In the image forming method according to the present invention, it is preferable that the integrated light amount irradiated to the droplets of the inkjet ink that has landed on the recording medium is 200 mJ / cm ² or less per droplet. The ink-jet ink in the present invention can sufficiently undergo a curing reaction even if the integrated light quantity is 200 mJ / cm ² or less. Therefore, it is advantageous from the viewpoint of energy saving / space saving and cost.

In the image forming method of the present invention, the illuminance of the active energy ray irradiation light source is preferably 5 W / cm ² or less. A light source with an illuminance higher than 5 W / cm ² has a large amount of heat generation, which may cause problems such as deformation of a recording medium with low heat resistance, or increased leakage of light and ink curing on the head nozzle surface. . In addition, a light source with high illuminance has high energy consumption, a large light source space, and cost increases.

  In the image forming method of the present invention, the active energy ray is preferably irradiated for 0.001 second to 1.0 second after the ink droplet has landed on the recording medium, and more preferably 0.001 second. Irradiation for ~ 0.5 seconds. In order to form a high-definition image, it is preferable that the interval from landing to irradiation is as short as possible.

  The irradiation method of an active energy ray is not specifically limited, For example, it can carry out with the following method. A light source is provided on both sides of the head unit, the head and the light source are scanned by a shuttle method, and irradiation is performed after a certain time from ink landing. Further, the curing is completed by irradiating light from another light source that is not driven (see Japanese Patent Application Laid-Open No. 60-132767). Alternatively, light may be irradiated using an optical fiber, or ultraviolet light from a collimated light source may be reflected by a mirror surface provided on the side of the head unit and irradiated to the recording unit (US Pat. No. 6, 145,979).

  Moreover, you may divide active energy ray irradiation into two steps. For example, a method of first irradiating active energy rays by the above-described method between 0.001 and 2.0 seconds after ink landing, and further irradiating active energy rays after the completion of all printing is one of preferred embodiments. is there. By dividing the irradiation of the active energy ray into two stages, it is possible to further suppress the shrinkage of the recording material that occurs during ink curing.

<Total ink film thickness after ink landing>
In the ink jet recording method of the present invention, the total ink film thickness after the ink has landed on the recording medium and cured by irradiation with active energy rays is preferably 2 to 20 μm. This is for suppressing curling and wrinkling of the recording medium and changes in the texture of the recording medium. “Total ink film thickness” means the maximum value of the film thickness of ink drawn on a recording medium. Whether it is a single color or a two-color overlap (secondary color), a three-color overlap, or a four-color overlap (white ink base), the total ink film thickness is preferably 2 to 20 μm.

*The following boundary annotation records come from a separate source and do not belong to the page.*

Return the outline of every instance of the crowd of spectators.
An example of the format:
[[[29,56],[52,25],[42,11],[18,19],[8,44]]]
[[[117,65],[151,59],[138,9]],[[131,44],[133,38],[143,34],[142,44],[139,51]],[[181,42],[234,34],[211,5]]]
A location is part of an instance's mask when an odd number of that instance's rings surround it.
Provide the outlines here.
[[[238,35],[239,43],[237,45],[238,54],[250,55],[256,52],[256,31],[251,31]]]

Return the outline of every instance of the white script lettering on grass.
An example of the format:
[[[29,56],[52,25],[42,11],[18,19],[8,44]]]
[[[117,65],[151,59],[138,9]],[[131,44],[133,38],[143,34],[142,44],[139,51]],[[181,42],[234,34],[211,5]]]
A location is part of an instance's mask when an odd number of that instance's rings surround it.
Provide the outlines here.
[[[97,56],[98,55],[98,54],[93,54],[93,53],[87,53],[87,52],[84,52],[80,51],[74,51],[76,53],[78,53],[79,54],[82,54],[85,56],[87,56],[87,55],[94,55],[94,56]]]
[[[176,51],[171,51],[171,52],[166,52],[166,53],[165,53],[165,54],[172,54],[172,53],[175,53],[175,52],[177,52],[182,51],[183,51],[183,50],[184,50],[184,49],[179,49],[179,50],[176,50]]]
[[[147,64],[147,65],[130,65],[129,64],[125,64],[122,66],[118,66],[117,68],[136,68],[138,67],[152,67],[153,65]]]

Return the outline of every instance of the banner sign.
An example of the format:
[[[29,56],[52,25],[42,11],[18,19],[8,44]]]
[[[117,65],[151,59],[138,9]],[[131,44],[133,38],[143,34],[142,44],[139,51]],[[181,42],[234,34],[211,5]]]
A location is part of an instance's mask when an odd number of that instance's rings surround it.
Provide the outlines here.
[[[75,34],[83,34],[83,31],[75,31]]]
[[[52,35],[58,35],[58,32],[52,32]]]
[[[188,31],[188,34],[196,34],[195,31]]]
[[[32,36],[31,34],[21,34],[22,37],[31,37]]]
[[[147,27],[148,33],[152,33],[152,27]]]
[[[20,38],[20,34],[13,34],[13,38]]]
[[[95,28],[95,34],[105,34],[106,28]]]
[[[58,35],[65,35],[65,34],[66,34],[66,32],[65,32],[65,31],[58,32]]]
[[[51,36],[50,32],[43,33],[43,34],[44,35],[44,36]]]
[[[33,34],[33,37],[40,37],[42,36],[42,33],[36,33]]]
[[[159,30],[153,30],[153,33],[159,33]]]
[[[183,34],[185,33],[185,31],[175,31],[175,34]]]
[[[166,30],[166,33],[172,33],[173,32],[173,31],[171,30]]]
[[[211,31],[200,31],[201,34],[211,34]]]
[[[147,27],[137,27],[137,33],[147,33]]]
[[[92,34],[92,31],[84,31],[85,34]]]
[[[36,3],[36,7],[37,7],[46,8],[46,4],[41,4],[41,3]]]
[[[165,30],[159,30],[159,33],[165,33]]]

  In the image forming method of the present invention, 1) a monomer having a low electron density and a monomer having a high electron density are combined as the polymerizable monomer, and 2) the droplet size to be ejected is 0.1 to 12 pl. Regardless of the printing environment, a high-definition and high-quality image with reduced unevenness can be formed, and the amount of irradiation light can be reduced.

  First, 1) Since a monomer having a low electron density and a monomer having a high electron density are combined as the polymerizable monomer, the photosensitivity is high. It is considered that the reason why the photosensitivity is high is that charge transfer complex polymerization occurs. In addition, the light sensitivity does not deteriorate depending on the printing environment. Therefore, 2) Even if the droplet size to be ejected is reduced to 0.1 pl to 12 pl, it is easily photocured.

<Inkjet recording apparatus>
The inkjet recording method of the present invention can be performed using an inkjet recording apparatus (inkjet printer). Examples of the ink jet recording apparatus include, but are not limited to, a serial head type recording apparatus and a line head type recording apparatus. Hereinafter, each recording apparatus will be described with reference to the drawings, but the ink jet recording apparatus is not limited thereto.

  FIG. 1 is a front view of a serial head type ink jet recording apparatus and shows a configuration of a main part of the apparatus. The recording apparatus 1 includes a head carriage 2, a recording head 3, an irradiation unit 4, a platen unit 5, and the like. In the recording apparatus 1, the platen unit 5 is installed under the recording medium P. The platen unit 5 has a function of absorbing ultraviolet rays, and absorbs the ultraviolet rays that have passed through the recording medium P. As a result, a high-definition image can be stably reproduced.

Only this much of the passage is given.